Co-authored-by: Copilot <223556219+Copilot@users.noreply.github.com>
---
 docs/scenarios.md                            |  30 ++--
 manifest.yaml                                |  20 +++
 protocols/reasoning/test-compliance-audit.md | 166 +++++++++++++++++++
 taxonomies/specification-drift.md            |  87 ++++++++--
 templates/audit-test-compliance.md           | 130 +++++++++++++++
 5 files changed, 404 insertions(+), 29 deletions(-)
 create mode 100644 protocols/reasoning/test-compliance-audit.md
 create mode 100644 templates/audit-test-compliance.md

diff --git a/docs/scenarios.md b/docs/scenarios.md
index 448eb3a..34443d3 100644
--- a/docs/scenarios.md
+++ b/docs/scenarios.md
@@ -152,26 +152,28 @@ requirements (D8), code behavior not traced to any requirement (D9),
 and constraint violations in the implementation (D10), with
 implementation coverage metrics and specific code locations.
 
----
-
-## Future Scenarios (Roadmap)
-
-These scenarios describe capabilities that are planned but not yet
-implemented. See the [roadmap](roadmap.md) for details.
-
 ### "Do our tests actually test what the plan says they should?"
 
 Your validation plan specifies 58 test cases. Your test suite has
 tests. But are they the same tests? Do the assertions match the
-acceptance criteria?
+acceptance criteria? Are there test cases in the plan that have no
+automated test at all?
 
-**Planned template:** `audit-test-compliance` ·
-**Taxonomy:** `specification-drift` (D11–D13)

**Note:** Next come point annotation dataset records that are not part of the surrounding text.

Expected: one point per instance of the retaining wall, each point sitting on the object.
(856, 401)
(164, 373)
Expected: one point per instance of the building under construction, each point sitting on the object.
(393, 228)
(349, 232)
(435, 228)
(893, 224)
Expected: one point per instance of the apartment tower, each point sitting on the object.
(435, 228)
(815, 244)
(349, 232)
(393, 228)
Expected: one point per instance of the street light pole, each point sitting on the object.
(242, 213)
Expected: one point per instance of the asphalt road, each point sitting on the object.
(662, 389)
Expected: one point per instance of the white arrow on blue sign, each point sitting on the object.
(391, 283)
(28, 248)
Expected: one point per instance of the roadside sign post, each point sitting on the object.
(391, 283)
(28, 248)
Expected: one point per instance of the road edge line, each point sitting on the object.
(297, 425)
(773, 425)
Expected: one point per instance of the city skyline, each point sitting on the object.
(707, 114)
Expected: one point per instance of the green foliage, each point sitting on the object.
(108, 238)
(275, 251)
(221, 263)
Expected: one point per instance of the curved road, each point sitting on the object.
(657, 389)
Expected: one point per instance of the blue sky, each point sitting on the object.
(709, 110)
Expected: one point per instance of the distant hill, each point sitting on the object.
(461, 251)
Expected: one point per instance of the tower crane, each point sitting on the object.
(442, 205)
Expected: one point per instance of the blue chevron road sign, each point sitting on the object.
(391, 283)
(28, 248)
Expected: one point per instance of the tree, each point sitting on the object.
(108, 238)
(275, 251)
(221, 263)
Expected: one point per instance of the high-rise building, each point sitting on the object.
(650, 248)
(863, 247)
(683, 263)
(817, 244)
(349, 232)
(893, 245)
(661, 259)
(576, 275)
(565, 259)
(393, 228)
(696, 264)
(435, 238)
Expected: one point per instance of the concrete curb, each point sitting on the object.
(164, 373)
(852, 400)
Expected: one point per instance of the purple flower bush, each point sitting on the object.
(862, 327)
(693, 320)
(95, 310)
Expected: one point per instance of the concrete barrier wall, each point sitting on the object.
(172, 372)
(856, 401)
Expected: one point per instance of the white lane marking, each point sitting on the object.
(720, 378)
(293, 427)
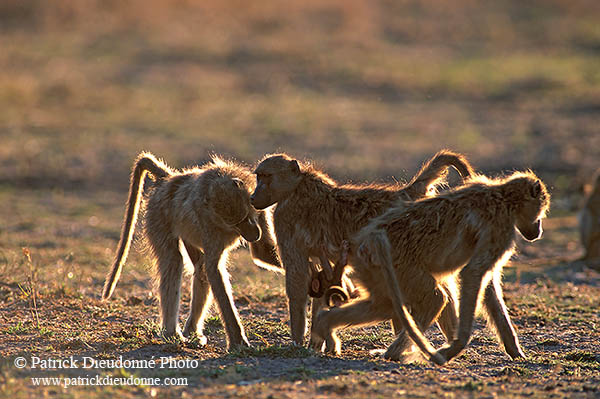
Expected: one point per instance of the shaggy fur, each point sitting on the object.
(314, 214)
(206, 209)
(403, 257)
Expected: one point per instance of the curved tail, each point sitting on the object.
(434, 171)
(144, 163)
(375, 248)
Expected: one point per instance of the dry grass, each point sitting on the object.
(368, 89)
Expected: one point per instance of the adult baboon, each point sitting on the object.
(589, 225)
(314, 214)
(403, 256)
(206, 209)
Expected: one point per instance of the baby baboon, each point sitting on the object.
(403, 256)
(589, 225)
(207, 209)
(332, 282)
(314, 215)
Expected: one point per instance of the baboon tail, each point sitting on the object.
(379, 250)
(144, 163)
(434, 171)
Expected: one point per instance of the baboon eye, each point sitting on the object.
(536, 189)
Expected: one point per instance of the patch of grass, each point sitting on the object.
(582, 357)
(19, 329)
(273, 351)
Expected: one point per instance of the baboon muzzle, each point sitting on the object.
(336, 296)
(249, 230)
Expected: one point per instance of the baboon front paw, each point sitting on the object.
(333, 345)
(196, 338)
(173, 335)
(443, 355)
(238, 345)
(316, 343)
(520, 355)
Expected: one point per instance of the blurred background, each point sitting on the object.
(367, 89)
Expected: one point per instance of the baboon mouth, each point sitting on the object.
(249, 231)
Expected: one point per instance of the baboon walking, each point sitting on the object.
(589, 225)
(314, 214)
(206, 209)
(403, 256)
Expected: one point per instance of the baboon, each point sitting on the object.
(589, 225)
(332, 282)
(402, 257)
(204, 211)
(314, 214)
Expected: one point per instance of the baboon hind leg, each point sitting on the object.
(425, 309)
(355, 313)
(170, 270)
(201, 295)
(498, 317)
(448, 320)
(216, 259)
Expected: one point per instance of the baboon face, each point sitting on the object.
(276, 178)
(230, 203)
(529, 220)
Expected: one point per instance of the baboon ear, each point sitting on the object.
(536, 189)
(294, 166)
(315, 284)
(238, 183)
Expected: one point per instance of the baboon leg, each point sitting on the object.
(500, 320)
(425, 309)
(318, 304)
(297, 278)
(471, 278)
(397, 325)
(448, 320)
(170, 270)
(359, 312)
(216, 259)
(201, 295)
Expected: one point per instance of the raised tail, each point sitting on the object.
(144, 163)
(434, 171)
(375, 248)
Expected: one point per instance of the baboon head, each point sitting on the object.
(276, 178)
(533, 209)
(230, 202)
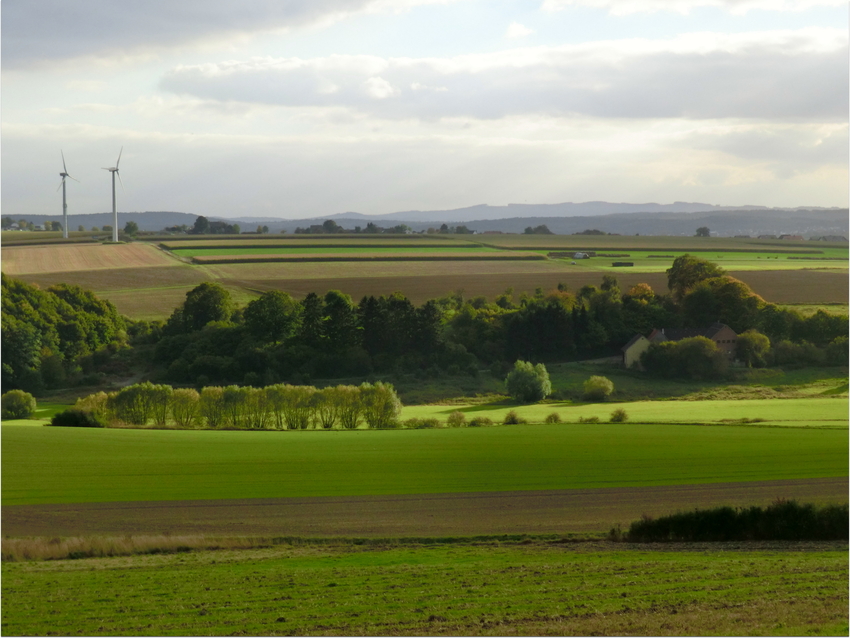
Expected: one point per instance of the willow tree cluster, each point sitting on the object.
(274, 407)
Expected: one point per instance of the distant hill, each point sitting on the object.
(751, 220)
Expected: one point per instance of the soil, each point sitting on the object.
(463, 514)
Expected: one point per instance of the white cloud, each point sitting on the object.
(47, 31)
(782, 74)
(379, 88)
(737, 7)
(517, 30)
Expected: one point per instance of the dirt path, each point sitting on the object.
(533, 512)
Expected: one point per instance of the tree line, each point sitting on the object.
(48, 335)
(276, 407)
(209, 340)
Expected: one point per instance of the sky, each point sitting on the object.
(305, 108)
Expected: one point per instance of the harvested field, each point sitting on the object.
(775, 286)
(20, 260)
(407, 256)
(464, 514)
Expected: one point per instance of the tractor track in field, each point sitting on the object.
(453, 514)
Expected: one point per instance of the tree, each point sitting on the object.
(17, 404)
(687, 271)
(752, 348)
(205, 303)
(597, 388)
(381, 405)
(201, 227)
(528, 383)
(273, 316)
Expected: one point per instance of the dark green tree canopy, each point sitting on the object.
(273, 317)
(205, 303)
(687, 271)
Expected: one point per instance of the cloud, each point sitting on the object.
(781, 74)
(737, 7)
(51, 30)
(517, 30)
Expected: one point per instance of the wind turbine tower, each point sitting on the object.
(63, 175)
(114, 171)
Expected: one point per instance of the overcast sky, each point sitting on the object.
(305, 108)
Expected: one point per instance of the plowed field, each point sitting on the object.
(464, 514)
(20, 260)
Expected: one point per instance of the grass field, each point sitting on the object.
(147, 283)
(488, 588)
(55, 465)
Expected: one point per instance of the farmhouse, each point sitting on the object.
(721, 334)
(633, 349)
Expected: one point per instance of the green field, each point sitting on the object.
(332, 250)
(814, 412)
(55, 465)
(458, 589)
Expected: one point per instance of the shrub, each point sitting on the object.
(512, 418)
(528, 383)
(597, 388)
(619, 416)
(74, 418)
(783, 520)
(456, 420)
(17, 404)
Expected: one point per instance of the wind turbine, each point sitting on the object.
(63, 175)
(114, 171)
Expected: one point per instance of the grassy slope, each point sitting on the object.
(792, 412)
(467, 589)
(53, 465)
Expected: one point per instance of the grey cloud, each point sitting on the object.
(49, 30)
(777, 79)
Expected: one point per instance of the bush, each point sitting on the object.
(17, 404)
(597, 388)
(619, 416)
(74, 418)
(783, 520)
(456, 420)
(512, 418)
(528, 383)
(422, 424)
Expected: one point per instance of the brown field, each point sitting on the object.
(466, 514)
(362, 257)
(30, 260)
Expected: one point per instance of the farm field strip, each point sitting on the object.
(75, 465)
(407, 256)
(19, 260)
(335, 244)
(580, 511)
(461, 589)
(335, 250)
(792, 412)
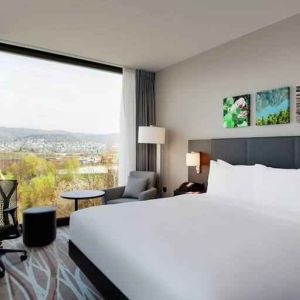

+**Template:** `audit-test-compliance` · **Persona:** `specification-analyst` ·
+**Protocol:** `test-compliance-audit` · **Taxonomy:** `specification-drift` (D11–D13)
 
-**What you'd get:** A report mapping validation plan test cases to
-actual test implementations, identifying unimplemented test cases,
-tests with wrong assertions, and coverage gaps between the plan and
-reality.
+**What you get:** An investigation report mapping validation plan test
+cases to actual test implementations, identifying unimplemented test
+cases (D11), missing acceptance criterion assertions (D12), and
+assertion mismatches where the test checks different conditions than
+the plan specifies (D13).
+
+---
+
+## Future Scenarios (Roadmap)
+
+These scenarios describe capabilities that are planned but not yet
+implemented. See the [roadmap](roadmap.md) for details.
 
 ### "Extract the invariants from this RFC"
 
diff --git a/manifest.yaml b/manifest.yaml
index a81d89c..2fc8580 100644
--- a/manifest.yaml
+++ b/manifest.yaml
@@ -160,6 +160,14 @@ protocols:
         and classifies findings using the specification-drift taxonomy
         (D8–D10).
 
+    - name: test-compliance-audit
+      path: protocols/reasoning/test-compliance-audit.md
+      description: >
+        Systematic protocol for auditing test code against a validation
+        plan and requirements document. Maps test case definitions to
+        test implementations and classifies findings using the
+        specification-drift taxonomy (D11–D13).
+
 formats:
   - name: requirements-doc
     path: formats/requirements-doc.md
@@ -340,6 +348,18 @@ templates:
       format: investigation-report
       requires: requirements-document
 
+    - name: audit-test-compliance
+      path: templates/audit-test-compliance.md
+      description: >
+        Audit test code against a validation plan and requirements
+        document. Detects unimplemented test cases, missing acceptance
+        criterion assertions, and assertion mismatches.
+      persona: specification-analyst
+      protocols: [anti-hallucination, self-verification, operational-constraints, test-compliance-audit]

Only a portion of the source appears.